Mariam interrupted my thoughts. “Who says the Adele concert will help us revive the memory we had? And by the way, the song you played when you proposed to me isn’t even on the set list. All the songs will be from her most recent album.”
My eyes were fixed on the road, but when I heard her words, I pulled the car over once again. “What do you mean? What does the song have to do with anything?”
“Of course it does! Didn’t you choose to go to the concert because of the song, ‘My Same’, which didn’t even match the occasion in the first place? Isn’t that the memory you chose?”
“Yes, but my intention was to go there, hoping that her voice would stimulate the memory of the proposal,” I explained.
“So what’s the point if the memory could be revived without going all the way to the concert?”
“The concert is in Italy. It will be a great opportunity for us both to let go of some of our burdens and responsibilities.” I sighed heavily, feeling exasperated.
“I don’t think it’s necessary for us to go. The kids need us.”
“Don’t you think that every song could create a new memory for us? Let’s not waste this opportunity.”
“I’m not going to the concert and leaving the kids, Yaser. Discussion over!”
I remained silent. I couldn’t keep going with the argument. She always knew how to have the last word, and as long as the kids were in the middle my opinion was irrelevant.

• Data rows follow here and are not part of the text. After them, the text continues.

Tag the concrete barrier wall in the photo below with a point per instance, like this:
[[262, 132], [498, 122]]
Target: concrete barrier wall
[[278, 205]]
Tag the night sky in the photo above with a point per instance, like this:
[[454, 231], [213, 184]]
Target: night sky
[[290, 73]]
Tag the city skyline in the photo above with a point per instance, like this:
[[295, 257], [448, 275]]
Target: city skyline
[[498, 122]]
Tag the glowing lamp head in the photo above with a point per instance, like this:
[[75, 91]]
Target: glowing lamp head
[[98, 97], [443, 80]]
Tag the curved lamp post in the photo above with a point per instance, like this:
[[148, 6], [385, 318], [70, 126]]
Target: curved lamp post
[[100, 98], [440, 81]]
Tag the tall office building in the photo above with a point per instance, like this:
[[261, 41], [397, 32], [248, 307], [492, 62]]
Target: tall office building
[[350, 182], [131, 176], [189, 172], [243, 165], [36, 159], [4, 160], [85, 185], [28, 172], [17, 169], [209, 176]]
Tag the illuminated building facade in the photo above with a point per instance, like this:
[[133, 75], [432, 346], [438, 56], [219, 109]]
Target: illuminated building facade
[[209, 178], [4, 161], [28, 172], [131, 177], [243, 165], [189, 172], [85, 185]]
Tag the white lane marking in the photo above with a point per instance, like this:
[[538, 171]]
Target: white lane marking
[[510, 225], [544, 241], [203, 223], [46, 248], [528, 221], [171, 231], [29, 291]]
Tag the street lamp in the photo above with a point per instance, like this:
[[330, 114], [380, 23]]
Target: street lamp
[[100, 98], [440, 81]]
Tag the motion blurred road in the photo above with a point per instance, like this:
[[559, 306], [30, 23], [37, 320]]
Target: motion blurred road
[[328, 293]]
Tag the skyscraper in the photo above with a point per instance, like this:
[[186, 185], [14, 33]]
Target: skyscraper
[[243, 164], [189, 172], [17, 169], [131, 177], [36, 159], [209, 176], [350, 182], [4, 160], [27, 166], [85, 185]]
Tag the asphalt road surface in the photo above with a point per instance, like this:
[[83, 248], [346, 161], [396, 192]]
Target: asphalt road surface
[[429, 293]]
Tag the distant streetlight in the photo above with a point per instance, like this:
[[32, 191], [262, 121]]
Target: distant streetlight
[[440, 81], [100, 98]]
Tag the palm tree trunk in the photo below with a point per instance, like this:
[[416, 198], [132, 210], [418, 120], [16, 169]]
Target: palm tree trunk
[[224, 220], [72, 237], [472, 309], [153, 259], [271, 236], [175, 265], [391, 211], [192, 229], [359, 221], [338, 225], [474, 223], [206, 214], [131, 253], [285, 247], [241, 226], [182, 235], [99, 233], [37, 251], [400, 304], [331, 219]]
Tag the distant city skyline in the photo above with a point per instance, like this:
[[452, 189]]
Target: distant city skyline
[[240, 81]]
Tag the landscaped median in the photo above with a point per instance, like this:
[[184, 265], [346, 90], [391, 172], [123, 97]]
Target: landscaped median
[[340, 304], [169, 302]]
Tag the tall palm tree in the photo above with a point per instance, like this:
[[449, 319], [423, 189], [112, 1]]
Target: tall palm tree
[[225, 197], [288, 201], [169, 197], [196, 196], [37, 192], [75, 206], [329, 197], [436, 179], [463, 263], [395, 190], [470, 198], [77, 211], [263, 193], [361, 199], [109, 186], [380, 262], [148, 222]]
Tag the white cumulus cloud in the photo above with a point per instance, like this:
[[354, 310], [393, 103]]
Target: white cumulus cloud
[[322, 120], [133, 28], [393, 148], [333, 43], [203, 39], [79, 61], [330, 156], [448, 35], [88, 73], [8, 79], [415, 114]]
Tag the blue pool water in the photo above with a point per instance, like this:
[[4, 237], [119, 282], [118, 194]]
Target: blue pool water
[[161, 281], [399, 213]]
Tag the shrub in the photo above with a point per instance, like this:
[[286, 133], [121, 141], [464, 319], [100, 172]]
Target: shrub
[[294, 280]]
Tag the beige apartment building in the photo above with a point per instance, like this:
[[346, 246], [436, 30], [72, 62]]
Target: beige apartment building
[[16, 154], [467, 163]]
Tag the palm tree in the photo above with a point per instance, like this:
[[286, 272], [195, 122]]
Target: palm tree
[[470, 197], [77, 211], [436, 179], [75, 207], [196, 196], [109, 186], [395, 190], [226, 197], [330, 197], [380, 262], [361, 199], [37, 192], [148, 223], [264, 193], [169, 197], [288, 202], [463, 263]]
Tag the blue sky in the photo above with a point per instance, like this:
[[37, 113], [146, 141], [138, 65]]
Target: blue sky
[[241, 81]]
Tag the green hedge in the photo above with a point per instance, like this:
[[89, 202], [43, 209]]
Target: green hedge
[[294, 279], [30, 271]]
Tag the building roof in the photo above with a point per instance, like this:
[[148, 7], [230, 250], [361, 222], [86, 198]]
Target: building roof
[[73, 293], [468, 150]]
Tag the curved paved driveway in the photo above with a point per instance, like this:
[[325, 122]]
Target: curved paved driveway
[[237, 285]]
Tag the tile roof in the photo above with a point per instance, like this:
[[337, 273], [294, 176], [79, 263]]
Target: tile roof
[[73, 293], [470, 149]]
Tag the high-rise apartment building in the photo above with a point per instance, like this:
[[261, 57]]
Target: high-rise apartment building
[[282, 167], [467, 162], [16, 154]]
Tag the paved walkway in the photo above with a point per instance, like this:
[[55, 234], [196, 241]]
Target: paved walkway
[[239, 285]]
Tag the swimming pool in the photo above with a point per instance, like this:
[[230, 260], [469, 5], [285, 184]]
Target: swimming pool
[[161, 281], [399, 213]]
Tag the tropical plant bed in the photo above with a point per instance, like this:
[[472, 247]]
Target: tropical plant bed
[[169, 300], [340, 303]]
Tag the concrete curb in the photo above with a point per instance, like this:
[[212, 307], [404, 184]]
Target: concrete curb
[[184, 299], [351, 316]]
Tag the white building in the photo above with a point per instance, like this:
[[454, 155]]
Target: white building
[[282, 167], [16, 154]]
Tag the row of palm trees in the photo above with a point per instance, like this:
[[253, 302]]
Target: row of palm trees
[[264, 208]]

I started to believe that my suggestion of going to the concert had been a mistake. I shouldn’t have booked the tickets. Maybe she was right and the kids needed her, but wasn’t saving our marriage also a pressing need? What was I supposed to do?

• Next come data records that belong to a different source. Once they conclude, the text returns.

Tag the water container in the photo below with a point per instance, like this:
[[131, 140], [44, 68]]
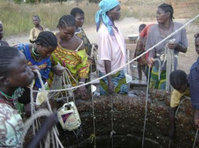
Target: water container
[[68, 116]]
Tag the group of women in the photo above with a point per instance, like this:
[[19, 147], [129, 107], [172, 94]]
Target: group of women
[[70, 50]]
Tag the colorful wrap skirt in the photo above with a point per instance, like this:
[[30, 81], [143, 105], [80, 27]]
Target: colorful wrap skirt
[[119, 81]]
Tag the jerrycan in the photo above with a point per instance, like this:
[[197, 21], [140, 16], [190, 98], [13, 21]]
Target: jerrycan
[[68, 116]]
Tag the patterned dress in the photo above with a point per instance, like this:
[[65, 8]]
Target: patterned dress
[[74, 60], [11, 126]]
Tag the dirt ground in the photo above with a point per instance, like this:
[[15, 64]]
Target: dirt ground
[[129, 26]]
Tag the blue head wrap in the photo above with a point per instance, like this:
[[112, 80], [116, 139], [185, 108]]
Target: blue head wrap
[[105, 6]]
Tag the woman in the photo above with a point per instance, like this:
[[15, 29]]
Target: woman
[[15, 74], [2, 42], [71, 54], [164, 58], [112, 50], [39, 54]]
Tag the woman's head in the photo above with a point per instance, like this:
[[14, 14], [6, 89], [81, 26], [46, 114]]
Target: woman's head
[[114, 14], [36, 20], [178, 80], [66, 27], [109, 12], [1, 30], [164, 13], [78, 14], [14, 71], [46, 43], [196, 36]]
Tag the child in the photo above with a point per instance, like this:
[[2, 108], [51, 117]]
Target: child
[[2, 43], [194, 84], [36, 29]]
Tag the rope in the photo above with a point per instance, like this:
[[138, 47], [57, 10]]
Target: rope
[[121, 67], [112, 123], [196, 136], [93, 105], [146, 108]]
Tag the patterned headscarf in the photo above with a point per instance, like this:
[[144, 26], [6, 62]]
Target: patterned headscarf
[[105, 6]]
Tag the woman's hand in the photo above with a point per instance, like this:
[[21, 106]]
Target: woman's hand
[[111, 87], [172, 45], [58, 70], [83, 93]]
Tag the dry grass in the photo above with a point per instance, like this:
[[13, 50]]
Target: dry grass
[[17, 18]]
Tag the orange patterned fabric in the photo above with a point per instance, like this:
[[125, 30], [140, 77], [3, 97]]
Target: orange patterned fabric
[[75, 61]]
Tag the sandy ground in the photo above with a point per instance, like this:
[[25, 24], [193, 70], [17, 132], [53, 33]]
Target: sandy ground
[[129, 26]]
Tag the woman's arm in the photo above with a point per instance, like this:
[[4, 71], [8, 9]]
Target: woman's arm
[[46, 127]]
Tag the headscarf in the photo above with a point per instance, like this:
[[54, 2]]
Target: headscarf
[[105, 6]]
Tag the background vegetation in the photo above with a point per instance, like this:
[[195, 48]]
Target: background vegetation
[[17, 16]]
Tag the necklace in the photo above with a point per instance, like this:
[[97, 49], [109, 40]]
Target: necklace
[[35, 55], [17, 93], [33, 51], [9, 98]]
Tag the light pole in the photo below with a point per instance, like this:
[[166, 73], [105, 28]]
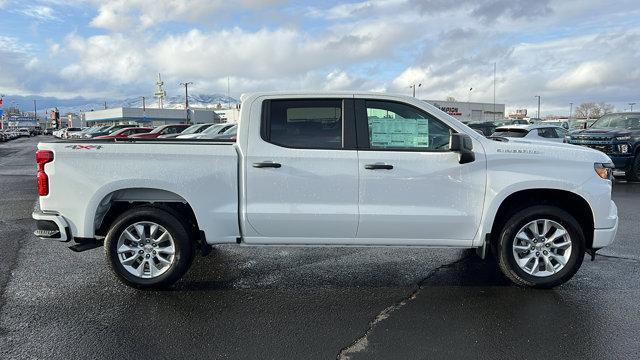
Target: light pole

As Mariam stepped out of the car I told her I had some work to do at the hospital.
“Okay,” she said, shutting the door.
The moment I turned the steering wheel, I grabbed my phone. “Isabelle, I want you now!”
I pulled the car over so that it was tucked away from the main road, and spoke out every emotion of anger and love to Isabelle, who whispered back sensually from the other end of the line. As I listened to Isabelle’s arousing voice, I saw Mariam in front of me like a cracked mirror. The cracks kept appearing with every second I spent on the phone. My feelings grew more intense, and my heart was pounding with pleasure until I reached a point when I could no longer hear Isabelle or see the trees in front of me, yet I could still hear the cracks coming thick and fast. As I reached the moment of release and moaned out loud, the mirror smashed violently, shattering into pieces and leaving the image of Mariam far behind.
In the wake of the relaxation that followed this moment of heated desire, I stepped on every bit of that shattered mirror, hearing the sound of broken glass and seeing my own reflection in the shards: a distorted, out-of-proportion version of myself. I hung up the phone and took a long, deep breath.